The shock, in addition to electric compression and rebound damping, also features electronic preload adjustment. With the engine running and in neutral, the preload gets adjusted through one of four settings (solo, solo with luggage, two-up, and two-up with luggage) that are selected via switches on the left handlebar. When changing the preload settings, the rider can feel the ride height changing as the tension on the spring is increased or lessened.
Each preload setting has three damping settings: Soft, Standard, and Hard. Additionally, each of those damping settings can be fine-tuned via three firmer or three softer settings.

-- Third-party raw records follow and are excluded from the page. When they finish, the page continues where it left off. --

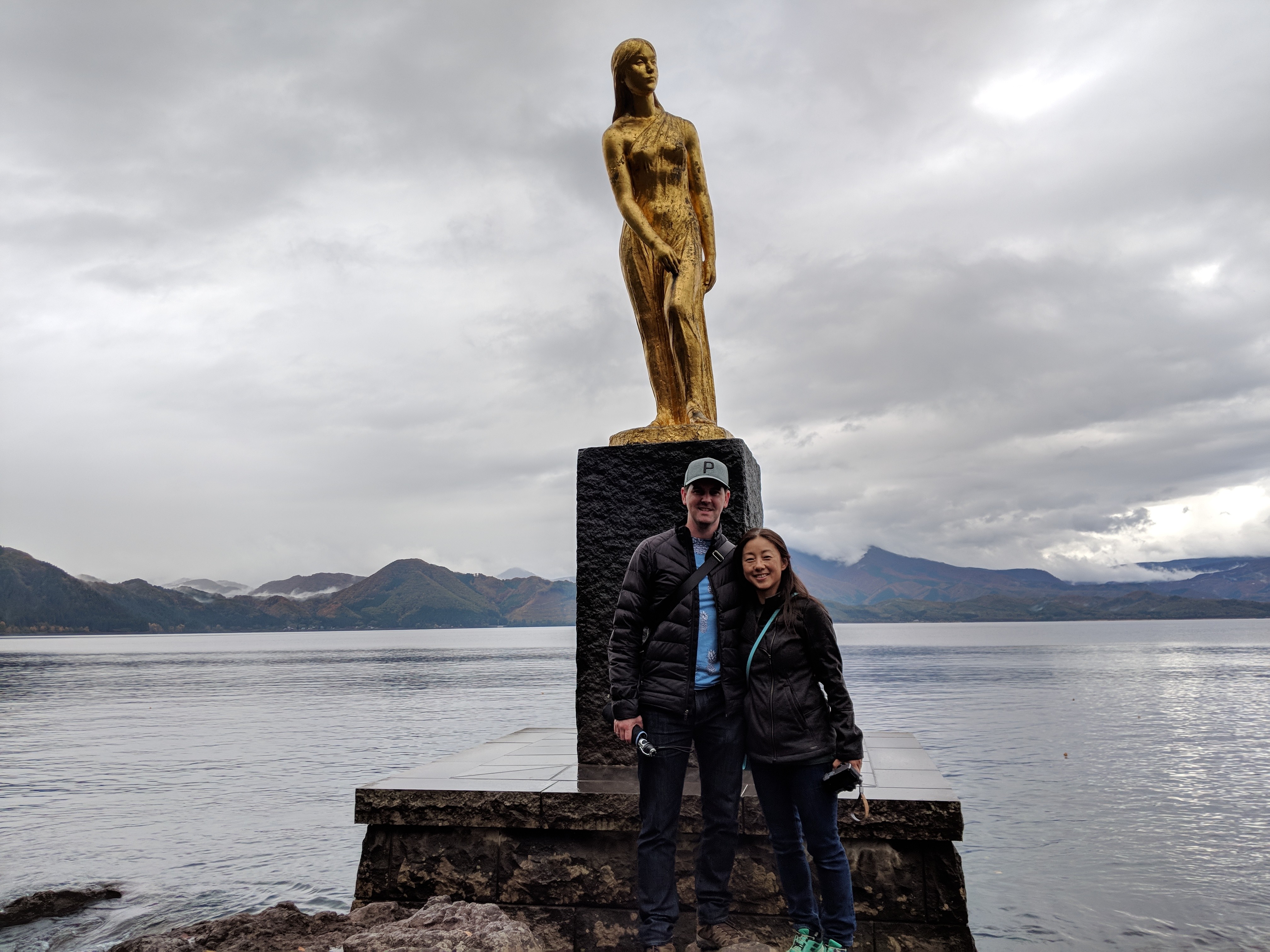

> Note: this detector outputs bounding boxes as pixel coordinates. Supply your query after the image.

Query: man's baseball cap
[683,456,731,489]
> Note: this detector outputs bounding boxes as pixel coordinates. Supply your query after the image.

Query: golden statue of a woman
[603,39,731,445]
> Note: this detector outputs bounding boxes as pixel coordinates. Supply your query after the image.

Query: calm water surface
[0,620,1270,952]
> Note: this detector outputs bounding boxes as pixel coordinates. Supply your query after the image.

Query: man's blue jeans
[639,687,744,947]
[749,762,856,948]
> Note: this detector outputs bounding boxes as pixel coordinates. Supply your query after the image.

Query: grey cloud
[0,3,1270,580]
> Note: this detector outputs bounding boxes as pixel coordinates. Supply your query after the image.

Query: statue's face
[625,46,657,96]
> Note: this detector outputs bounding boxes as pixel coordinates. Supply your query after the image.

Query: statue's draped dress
[619,110,718,427]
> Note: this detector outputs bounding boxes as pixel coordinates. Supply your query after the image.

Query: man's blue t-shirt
[692,538,719,688]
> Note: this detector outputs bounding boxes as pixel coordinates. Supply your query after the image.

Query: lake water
[0,620,1270,952]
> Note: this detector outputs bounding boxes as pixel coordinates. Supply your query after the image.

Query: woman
[603,39,718,427]
[737,529,864,952]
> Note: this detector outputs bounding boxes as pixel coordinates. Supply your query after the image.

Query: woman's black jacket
[725,594,864,764]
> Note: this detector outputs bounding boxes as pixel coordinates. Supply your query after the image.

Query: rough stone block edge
[353,787,964,842]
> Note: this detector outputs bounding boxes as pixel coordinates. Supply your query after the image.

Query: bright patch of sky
[0,0,1270,585]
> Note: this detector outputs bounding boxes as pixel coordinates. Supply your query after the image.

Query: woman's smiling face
[741,536,790,599]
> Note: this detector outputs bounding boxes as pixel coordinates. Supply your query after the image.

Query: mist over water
[0,620,1270,952]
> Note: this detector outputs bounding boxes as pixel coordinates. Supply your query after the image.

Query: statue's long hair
[612,37,662,122]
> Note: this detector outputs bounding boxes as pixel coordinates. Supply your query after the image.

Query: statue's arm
[603,128,679,274]
[683,119,715,291]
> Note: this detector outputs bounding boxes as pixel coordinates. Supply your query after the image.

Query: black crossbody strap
[644,538,737,632]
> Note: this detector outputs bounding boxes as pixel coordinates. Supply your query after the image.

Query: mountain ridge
[0,546,577,635]
[0,546,1270,633]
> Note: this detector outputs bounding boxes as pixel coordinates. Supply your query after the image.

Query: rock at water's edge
[0,887,123,929]
[111,896,542,952]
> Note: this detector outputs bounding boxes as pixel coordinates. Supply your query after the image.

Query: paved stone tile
[865,768,951,796]
[869,748,939,770]
[453,764,565,781]
[865,787,958,803]
[358,776,550,793]
[865,731,922,748]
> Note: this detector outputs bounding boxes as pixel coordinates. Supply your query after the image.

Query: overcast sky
[0,0,1270,584]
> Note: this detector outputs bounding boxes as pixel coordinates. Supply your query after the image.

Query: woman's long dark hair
[609,37,662,122]
[737,529,821,626]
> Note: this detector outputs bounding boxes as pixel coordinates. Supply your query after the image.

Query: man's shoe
[697,919,747,952]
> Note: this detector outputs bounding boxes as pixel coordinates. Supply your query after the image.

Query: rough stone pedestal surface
[353,727,974,952]
[577,439,763,764]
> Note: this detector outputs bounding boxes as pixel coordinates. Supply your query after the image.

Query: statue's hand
[653,241,679,278]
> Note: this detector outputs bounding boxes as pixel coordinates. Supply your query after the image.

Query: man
[608,458,747,952]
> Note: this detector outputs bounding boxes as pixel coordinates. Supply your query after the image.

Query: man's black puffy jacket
[725,593,864,764]
[608,525,746,721]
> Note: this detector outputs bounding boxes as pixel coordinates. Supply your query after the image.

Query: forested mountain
[0,547,577,633]
[10,547,1270,633]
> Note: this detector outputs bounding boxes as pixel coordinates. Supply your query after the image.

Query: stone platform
[353,727,974,952]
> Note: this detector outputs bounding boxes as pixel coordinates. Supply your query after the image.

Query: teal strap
[746,608,781,684]
[741,608,777,777]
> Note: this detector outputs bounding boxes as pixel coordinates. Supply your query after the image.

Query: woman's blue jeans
[749,763,856,948]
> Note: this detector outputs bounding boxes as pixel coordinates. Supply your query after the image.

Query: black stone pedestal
[577,439,763,764]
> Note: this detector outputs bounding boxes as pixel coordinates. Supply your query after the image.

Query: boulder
[111,896,542,952]
[0,887,122,929]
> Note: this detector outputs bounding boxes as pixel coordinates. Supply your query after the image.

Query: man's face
[679,480,731,525]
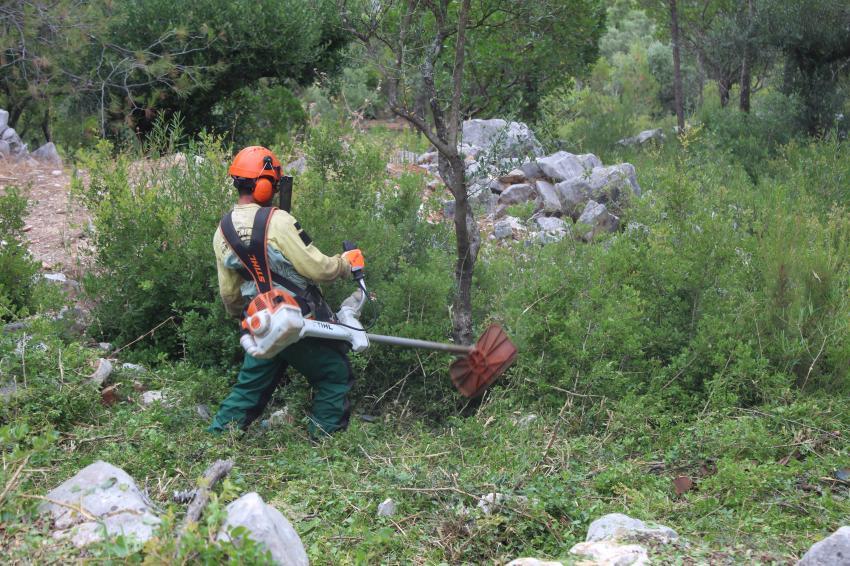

This gives the rider the ability to really set the ride for the weight of the gear and/or passenger being carried.
While the difference between the three major rebound settings is noticeable, we couldn’t help but feel that we wanted a broader range between full soft and full firm. Said Siahaan, “I did experiment with the softest setting, then the hardest setting back-to-back. Did I feel a difference? Yes. Was it as dramatic as I was expecting? No.”
The soft setting was great for cruising at speed on the interstate. All those little irregularities that can begin to annoy you after a few miles get gobbled up by the suspension. If you need to pull a dramatic stop or forget to adjust the suspension when you exit the highway for a curvier environment, you’ll quickly notice the increased chassis pitch allowed by the soft setting. Changing the settings helped, but I found myself wishing for more even when I had the damping set at Hard +3, the highest the adjustments would go.
Still, the FJR can boogie around corners. Opines Siahaan, “The FJR is arguably the best handling (Japanese) sport-tourer in the class. I’ve gotten my knee down on one before, and am really impressed at how well such a big girl leans over.”
He’s right. The FJR hides its weight well and can almost lull the rider into thinking it’s a lighter bike than it is as you rail through a series of corners. But when things get out of shape, such as when the rebound from a compression bump lightens the chassis just as you’re trying to apply the brakes for a corner entry, the bike’s bulk becomes apparent. Otherwise, the 1300ES makes short work of most mid-corner bumps, giving the riding experience you’d hope for from a sport-touring mount.
Braking is another area where you can feel every one of the FJR’s 644 lbs (646 lbs in California). The binders are plenty powerful, giving good feel from the 320mm discs, but if you use the front brake only or apply the front and rear simultaneously, the front end dives noticeably.
“When I grab the binders,” notes Troy, “especially if I grab the front first, there’s excessive dive that’s not proportional to the amount of squeeze I’m putting in the lever. I found that, if in an emergency stop, the best way to upset the chassis the least is to use the rear brake a fraction of a second before using the front.” Since the brake pedal applies the rear brake and two of the six pistons on each of the front calipers, we think that applying the rear brake slightly before the front allows the linked system to settle the back end, preventing the weight from shifting forward as dramatically as it does with using the front brake only.
So, the obvious question is: Does the easily adaptable suspension and improved handling of the FJR1300ES warrant the $1,000 premium over the $15,890 standard model? To our tastes, the answer is a resounding yes! The electronic suspension moves the FJR from an already great motorcycle into the next level of handling performance. While we’d still like to see Yamaha increase the range from the current level of softness to a firmer maximum, the electronic suspension makes the FJR an even more formidable supersport-touring motorcycle that you can buy in any color you want as long as that color is Candy Red.